When he’s reminded that he will open for Dwight Yoakam, who was country before country was hip the way it is now, Ian Munsick’s reflexive response is exactly what you’d expect from a rising young star: “Oh, man, that’s gonna be awesome.” But then he pauses and chuckles when asked how he thinks the crowd will respond to him. Are those nerves?
“It’ll be interesting,” Munsick tells BandWagon.
Ian Munsick, after all, is doing what he can to push the music beyond the traditional sound that made Yoakam and others like him a legend. Munsick has a hip-hop beat on “She Was Right,” one of the tracks from this year’s album Coyote Cry, and “Mountain Time” could almost fit on Imagine Dragons’ latest album. He even covers “Dreams,” the Fleetwood Mac tune, which has blown up like dynamite on social media (he swears he first played “Dreams” in 2018 before the days of TikTok).

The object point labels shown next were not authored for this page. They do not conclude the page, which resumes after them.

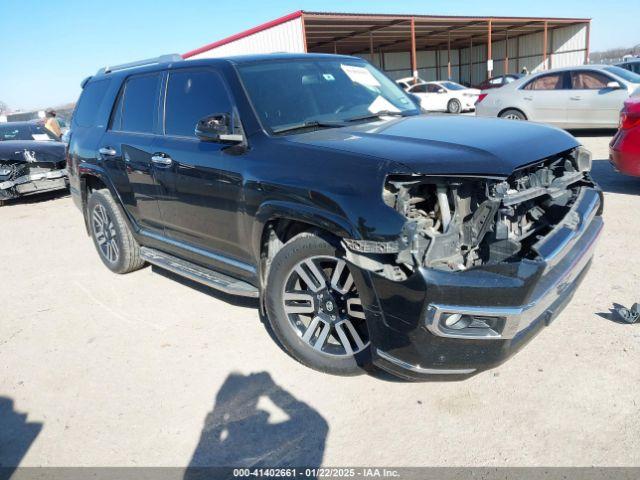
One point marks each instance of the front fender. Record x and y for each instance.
(317, 217)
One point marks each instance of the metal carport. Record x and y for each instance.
(465, 49)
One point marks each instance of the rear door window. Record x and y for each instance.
(191, 96)
(137, 107)
(90, 103)
(585, 80)
(552, 81)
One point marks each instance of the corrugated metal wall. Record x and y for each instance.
(566, 48)
(286, 37)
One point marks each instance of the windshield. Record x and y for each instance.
(623, 73)
(288, 93)
(24, 131)
(452, 86)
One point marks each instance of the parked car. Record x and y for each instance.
(574, 97)
(631, 64)
(408, 82)
(371, 234)
(624, 149)
(32, 160)
(445, 96)
(499, 81)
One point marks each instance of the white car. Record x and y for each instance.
(445, 96)
(588, 96)
(408, 82)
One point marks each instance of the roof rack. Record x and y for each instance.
(172, 57)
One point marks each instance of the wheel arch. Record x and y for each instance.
(93, 178)
(277, 222)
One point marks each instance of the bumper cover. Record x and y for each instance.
(33, 183)
(409, 338)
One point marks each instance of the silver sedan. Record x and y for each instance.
(590, 96)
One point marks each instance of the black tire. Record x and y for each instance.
(513, 114)
(115, 231)
(299, 249)
(454, 106)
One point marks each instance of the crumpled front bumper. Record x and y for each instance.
(406, 319)
(34, 183)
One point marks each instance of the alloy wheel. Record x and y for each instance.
(322, 304)
(105, 234)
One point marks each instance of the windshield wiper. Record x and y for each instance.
(308, 124)
(381, 113)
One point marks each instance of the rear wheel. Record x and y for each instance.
(314, 307)
(111, 236)
(513, 114)
(454, 106)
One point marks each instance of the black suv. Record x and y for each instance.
(372, 234)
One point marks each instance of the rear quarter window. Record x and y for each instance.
(90, 103)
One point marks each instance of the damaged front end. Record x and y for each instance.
(25, 171)
(478, 259)
(456, 224)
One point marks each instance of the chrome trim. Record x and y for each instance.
(199, 251)
(519, 318)
(419, 369)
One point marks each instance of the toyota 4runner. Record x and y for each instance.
(372, 234)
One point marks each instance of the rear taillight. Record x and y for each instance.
(629, 120)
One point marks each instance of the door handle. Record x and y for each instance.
(161, 159)
(107, 151)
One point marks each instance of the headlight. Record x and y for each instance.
(369, 246)
(583, 159)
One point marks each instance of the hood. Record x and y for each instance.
(44, 152)
(446, 145)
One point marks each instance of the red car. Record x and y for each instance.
(624, 149)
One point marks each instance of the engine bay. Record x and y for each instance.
(455, 224)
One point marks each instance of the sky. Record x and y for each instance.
(48, 47)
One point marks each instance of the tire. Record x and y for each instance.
(454, 106)
(513, 114)
(111, 236)
(320, 326)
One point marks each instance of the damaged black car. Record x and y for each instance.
(32, 160)
(372, 234)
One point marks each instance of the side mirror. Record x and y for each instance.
(217, 128)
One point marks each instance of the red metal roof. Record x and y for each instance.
(246, 33)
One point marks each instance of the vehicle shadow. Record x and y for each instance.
(256, 423)
(16, 436)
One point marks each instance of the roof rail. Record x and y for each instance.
(172, 57)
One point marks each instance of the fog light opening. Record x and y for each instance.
(457, 321)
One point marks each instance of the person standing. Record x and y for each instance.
(51, 123)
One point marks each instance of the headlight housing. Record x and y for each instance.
(583, 159)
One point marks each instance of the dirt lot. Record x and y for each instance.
(146, 370)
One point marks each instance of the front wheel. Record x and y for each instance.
(314, 308)
(111, 236)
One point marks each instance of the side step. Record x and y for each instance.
(205, 276)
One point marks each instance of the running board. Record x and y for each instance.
(205, 276)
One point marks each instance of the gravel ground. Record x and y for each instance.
(104, 370)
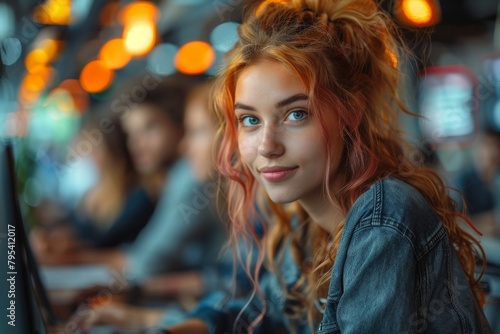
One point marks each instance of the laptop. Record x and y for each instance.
(25, 300)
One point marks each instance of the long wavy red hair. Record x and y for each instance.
(346, 52)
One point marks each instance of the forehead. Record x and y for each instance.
(267, 79)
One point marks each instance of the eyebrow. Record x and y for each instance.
(280, 104)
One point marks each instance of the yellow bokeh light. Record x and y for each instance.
(139, 37)
(139, 11)
(114, 55)
(194, 57)
(417, 11)
(96, 77)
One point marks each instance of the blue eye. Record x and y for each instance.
(249, 121)
(297, 115)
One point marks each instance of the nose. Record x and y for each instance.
(271, 144)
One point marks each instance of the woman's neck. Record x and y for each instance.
(323, 212)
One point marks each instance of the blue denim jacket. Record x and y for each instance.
(395, 272)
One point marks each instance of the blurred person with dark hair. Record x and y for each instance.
(184, 235)
(477, 182)
(197, 148)
(154, 127)
(115, 209)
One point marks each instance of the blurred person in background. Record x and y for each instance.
(477, 183)
(184, 236)
(197, 148)
(116, 208)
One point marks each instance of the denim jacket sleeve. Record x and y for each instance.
(375, 297)
(396, 270)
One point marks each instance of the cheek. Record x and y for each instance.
(247, 146)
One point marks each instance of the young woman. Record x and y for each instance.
(308, 103)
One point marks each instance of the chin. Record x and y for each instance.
(281, 198)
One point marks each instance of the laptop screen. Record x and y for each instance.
(18, 278)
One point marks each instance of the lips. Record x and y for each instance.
(277, 173)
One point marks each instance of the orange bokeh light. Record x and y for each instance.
(96, 77)
(114, 55)
(392, 57)
(418, 11)
(80, 97)
(51, 48)
(38, 80)
(139, 37)
(139, 11)
(36, 59)
(53, 12)
(194, 57)
(267, 2)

Even his more traditional numbers, like his breakthrough “Horses Are Faster,” reveal a twinge of Blink 182 in his voice, which makes him laugh now because he believes he’s matured since then. But Munsick has something in his back pocket that may soothe all those traditional country fans at the Greeley Stampede just ready to see Yoakam: he has roots.
Munsick grew up playing traditional bluegrass and country with his brothers and his fiddle-playing father. He was so young at his first gig, he doesn’t even remember it. And his music reflects that as well.
“I think if you can combine the contemporary with originality, you’ll be able to have your own lane in country music,” he tells BandWagon. “That’s what I try to do. Even if there’s a hip-hop beat on a song, there will also be some banjo or fiddle on it.”
In fact, Munsick isn’t sure he’d be able to show his love for Eminem and, yes, Blink 182 if country music hadn’t already laid the groundwork for the ultra-contemporary direction in which it’s headed. He does that in small doses, but the pop influence is still definitely there on Coyote Cry. His father, he said, didn’t care what he played, although deep down, Munsick believes, his father wanted him to play country. He thinks he did too.
“At the end of the day, that’s the music that takes me home,” he says of country.
Home, for Munsick, is in Wyoming, where he grew up on a ranch. His father was a rancher by day and a musician by night. He brought his sons on stage with his band at an age when they could barely lift a pitchfork. Munsick doesn’t think his father was preparing him for a career in music — he even discouraged it at times, saying music should be an outlet, not a job — but his father also seemed to want that for his sons, Munsick said, even if he knew how hard it would be for them. It must have worked: Munsick’s brothers also have careers in music.
“As a Dad, that’s the highlight of his life: being able to play with his boys on stage,” Munsick said. ‘That’s really why he did it. That’s about as special as it gets.”
Munsick loves Wyoming and bemoans the fact that he can think of only one country music star, Chris LeDoux, in the last 20 years who came from the Rocky Mountain region. He calls the region the most underrepresented in country music.
“There’s not a lot of places more country than the Rocky Mountains, and yet we don’t have anyone representing it in mainstream radio,” he said. “There’s not a lot of tunes about the landscape or the lifestyle we live out here. That’s been my goal – to bring a piece of Wyoming with me. That region has given me tons of love the last few years.”
So he may be buoyed by an enthusiastic Rocky Mountain crowd at the 99th annual Greeley Stampede this year, but even if that’s not the case, Munsick believes he can win them over.
“I do feel like just having the instrumentation that I do, the fiddle and banjo, I think that naturally draws an older crowd because those were the instruments of traditional country music. Honestly I think it’ll be great,” Munsick says. “Totally.”